A summit the United States will host this week with Japan and South Korea is expected to yield an agreement to set up a hotline for urgent communications between the leaders of the three countries, a senior White House official said Wednesday.

The plan will be announced Friday as part of "a very ambitious set of initiatives that seek to lock in trilateral engagement, both now and into the future," according to Kurt Campbell, coordinator for Indo-Pacific affairs on the U.S. National Security Council.

Kurt Campbell (R on stage), coordinator for Indo-Pacific affairs on the U.S. National Security Council, speaks during a Brookings Institution event in Washington on Aug. 16, 2023. (Kyodo) 

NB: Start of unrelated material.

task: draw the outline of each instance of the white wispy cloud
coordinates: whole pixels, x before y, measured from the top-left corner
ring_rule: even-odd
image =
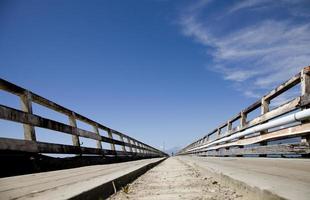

"We're going to invest in technology to have a three-way hotline for the leaders and others inside their governments to communicate" in critical circumstances, Campbell said at a Brookings Institution event.

He said a major objective for the first standalone summit between the three nations, to be hosted by U.S. President Joe Biden at his Camp David retreat near Washington, will be to make trilateral cooperation "much broader, deeper (and) thicker" by taking steps that will prevent current progress from being reversed in the future.

Senior U.S. officials have said that Biden, Japanese Prime Minister Fumio Kishida and South Korean President Yoon Suk Yeol will agree to expand their cooperation to a wide spectrum of areas, including semiconductors, artificial intelligence and education, as well as development assistance in other parts of the Indo-Pacific region.

In addressing security among other points, the leaders are expected to agree to conduct joint exercises of the three countries' armed forces more frequently and share real-time information about North Korea's missile launches.

Campbell said the leaders are also set to discuss the situation in Ukraine and the need to maintain peace and stability across the Taiwan Strait, while showing the world that this three-way cooperation will be "critical for the infrastructure and the architecture of the Indo-Pacific going forward."